I tried to argue, but stopped because I would have looked silly. "Fine, fine, so what, the two of you kiss and make up?"
They looked at each other, and again there was weight to the gaze, but it was a different weight. "Shit," I said.
"I think we begin by apologizing," Jean-Claude said. "I am truly sorry for my lack of control."
"Me, too," Micah said, then added, "and I'm sorry that I had to try and kill you." It was interesting phrasing, not I'm sorry I nearly killed you, but sorry I had to try and kill you. I was seeing Micah's ruthless streak. It wasn't really any bigger than my own, but it bothered me anyway. Wasn't sure why, but it did.
I didn't know what to do, so I decided to move on, we had other business. "Are you well enough to help get Damian out of his coffin?"
"I have used up all my reserves, ma petite. I will need to feed again." He raised a hand. "But not the ardeur, merely blood."
Merely, he says.
"I offered to let you feed on me earlier. The offer still stands," Micah said.
"No, Micah," Merle said.
Micah touched the taller man's arm. "It's alright."
"Are you not afraid I will try and tear your throat out again? I would listen to your bodyguard."
"You said we had an understanding."
"That is true."
They were watching each other, and I could almost feel the testosterone rise.
Micah smiled, or tried to. In the half-leopard form it was a snarl of white fangs in black fur. "Besides, the next time you bite me like that, it better be foreplay, or I will kill you."
"If it pleases you, my pleasure," Jean-Claude said. He laughed then, that touchable sound that caressed my skin, made me shiver. Micah reacted to it eyes wide. He'd never heard Jean-Claude's laugh before. If he thought the laugh was something special, well, the best truly was yet to come.
"I thank you for your most generous offer," Jean-Claude said, "but I prefer my food without fur."
"No problem," Micah said.
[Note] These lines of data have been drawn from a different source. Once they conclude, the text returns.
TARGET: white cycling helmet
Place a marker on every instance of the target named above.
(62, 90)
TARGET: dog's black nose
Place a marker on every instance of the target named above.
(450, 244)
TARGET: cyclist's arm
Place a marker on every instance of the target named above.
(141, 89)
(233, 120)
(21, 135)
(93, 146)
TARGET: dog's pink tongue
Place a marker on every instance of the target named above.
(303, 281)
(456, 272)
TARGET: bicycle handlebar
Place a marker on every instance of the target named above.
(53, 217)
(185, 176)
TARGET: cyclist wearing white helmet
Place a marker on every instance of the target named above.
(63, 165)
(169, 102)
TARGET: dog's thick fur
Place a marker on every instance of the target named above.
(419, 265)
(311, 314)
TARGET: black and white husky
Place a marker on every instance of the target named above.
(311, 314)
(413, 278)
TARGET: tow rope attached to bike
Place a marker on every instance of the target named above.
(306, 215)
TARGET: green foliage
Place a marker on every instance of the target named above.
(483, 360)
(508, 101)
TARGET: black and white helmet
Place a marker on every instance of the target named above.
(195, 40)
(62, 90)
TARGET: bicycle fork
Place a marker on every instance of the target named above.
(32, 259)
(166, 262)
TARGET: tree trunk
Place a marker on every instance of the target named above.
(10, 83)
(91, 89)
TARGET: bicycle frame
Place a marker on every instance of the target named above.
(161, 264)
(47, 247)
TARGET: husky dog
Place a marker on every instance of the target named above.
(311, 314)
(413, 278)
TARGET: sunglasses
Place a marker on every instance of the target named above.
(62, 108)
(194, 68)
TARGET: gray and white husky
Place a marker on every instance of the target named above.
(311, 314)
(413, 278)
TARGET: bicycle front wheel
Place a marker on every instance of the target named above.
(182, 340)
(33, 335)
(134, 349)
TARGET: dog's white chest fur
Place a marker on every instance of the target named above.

Micah released Merle's arm, and did that magically quick change. His tanned skin seemed to absorb the fur like rocks sinking into water. He stood naked and perfect, no mark of the fight on that smooth skin. Neither his clothing nor the tie in his hair had survived the change. But strangely the hair fell straight around his face, as if it were affected by the fact that he'd pulled it back tight while it was still wet. The hair was still thick, but it framed his face better, was less overwhelming, so that you could still see the delicate bone structure, those wondrous eyes.
I heard someone catch their breath, and it wasn't me. I don't think it was Jean-Claude, but I wasn't sure. Didn't matter, didn't want to know.
"You are not even dizzy, are you?" Jean-Claude asked.
Micah shook his head.
Jean-Claude raised his eyebrows, lowered his eyes, fought to control his face, until he could give a perfect blank expression, but it took him a few seconds. "I will clean this," he made a vague motion at his gore-soaked clothes, "before taking such a bounty, if that is alright?"
Micah gave a small nod.
"You are not taking a bath," I said.
"I will be quick, ma petite."
"You have never taken a quick bath in your entire life."
Asher laughed, then tried to smother it, but was only partially successful. He spread his hands. "Mon cheri, she is right."
"Would I touch that for the first time covered in this?"
Asher's face sobered instantly, like someone had thrown a switch. He turned that serious, blank face to stare at Micah, who stared back. If he was uncomfortable under the scrutiny, it didn't show.
Asher sighed. "I suppose not."
"And what are we supposed to do for the hour that it takes you to soak in the tub?" I asked.
"I will be quick, ma petite, my word on it."
I crossed my arms over my stomach. "I'll believe it when I see it."
"Ma petite, I have given my word."
"On important stuff, your word is great, but when it comes to primping; you have no sense of time."
"I thought that was the man's line," Bobby Lee said.
I glanced at him then back to the vampire. "Couldn't prove it by me."
Bobby Lee laughed, but no one else did.